Conclusion: The specialized course made a significant difference in the post-test scores from the pre-test scores for all perinatal nurses, regardless of prior obstetric resuscitation experience. This increased knowledge has the potential to reduce maternal mortality rates if applied in all obstetric care settings. Further research is needed to determine if knowledge is retained and to determine if mortality rates are affected when staff are trained; however, this training program may serve as a prototype for similar environments in other health care settings.
Capstone Project: Nursing Education to Improve Early Recognition and Management of Pediatric Sepsis
DNP Student: Joni Williams
Sepsis affects millions of children every year and is a leading cause of morbidity and mortality worldwide. Each year in the US sepsis is responsible for thousands of hospitalizations and more than $2 billion in health care costs. Although recommendations and guidelines have been published there are still challenges and gaps in care regarding pediatric sepsis. Barriers include knowledge deficits in the recognition of the symptoms, delays obtaining orders and diagnosis, laboratory results, and timely administration of medications. Pediatric sepsis is recognized as a major public health problem, leading cause of death, and significant challenge in the US despite advances in knowledge, guidelines, and treatments.

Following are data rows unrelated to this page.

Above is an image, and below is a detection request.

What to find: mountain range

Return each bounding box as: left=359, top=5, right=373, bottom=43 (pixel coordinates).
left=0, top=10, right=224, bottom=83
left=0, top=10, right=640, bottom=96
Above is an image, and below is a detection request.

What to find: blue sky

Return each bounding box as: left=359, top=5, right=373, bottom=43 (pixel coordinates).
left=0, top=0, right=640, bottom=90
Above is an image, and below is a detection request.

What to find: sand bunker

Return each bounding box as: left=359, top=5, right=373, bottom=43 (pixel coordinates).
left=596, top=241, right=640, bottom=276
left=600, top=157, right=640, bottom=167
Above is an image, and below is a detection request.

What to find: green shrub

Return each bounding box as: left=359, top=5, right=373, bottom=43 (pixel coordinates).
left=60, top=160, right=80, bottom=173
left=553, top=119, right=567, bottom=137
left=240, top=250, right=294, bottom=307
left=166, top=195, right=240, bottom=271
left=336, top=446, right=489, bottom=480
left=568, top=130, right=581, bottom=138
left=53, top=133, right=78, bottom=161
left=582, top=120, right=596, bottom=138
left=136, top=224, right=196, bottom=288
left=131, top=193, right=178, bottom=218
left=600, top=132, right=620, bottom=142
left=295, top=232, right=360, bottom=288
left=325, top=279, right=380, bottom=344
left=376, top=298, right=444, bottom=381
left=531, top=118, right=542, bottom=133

The purpose of this project was to increase the knowledge, skill, confidence, and competence of pre-licensure nursing students in the early identification and management of pediatric sepsis. Early detection has been demonstrated to decrease morbidity and mortality improving outcomes for children. Data were collected using convenience sampling at a nonprofit university in a school of nursing, in northern California. The study population was pre-licensure nursing students enrolled in a pediatric course. The design of the study was quasi-experimental using a sepsis knowledge questionnaire and METI SET, a didactic presentation, simulation and debriefing activities. It was hoped the conclusion of the project would reveal educational innovations such as didactic presentations used in conjunction with simulation/ debriefing activities would succeed in achieving increased knowledge, skill, confidence, and competence in the early management and recognition of pediatric sepsis.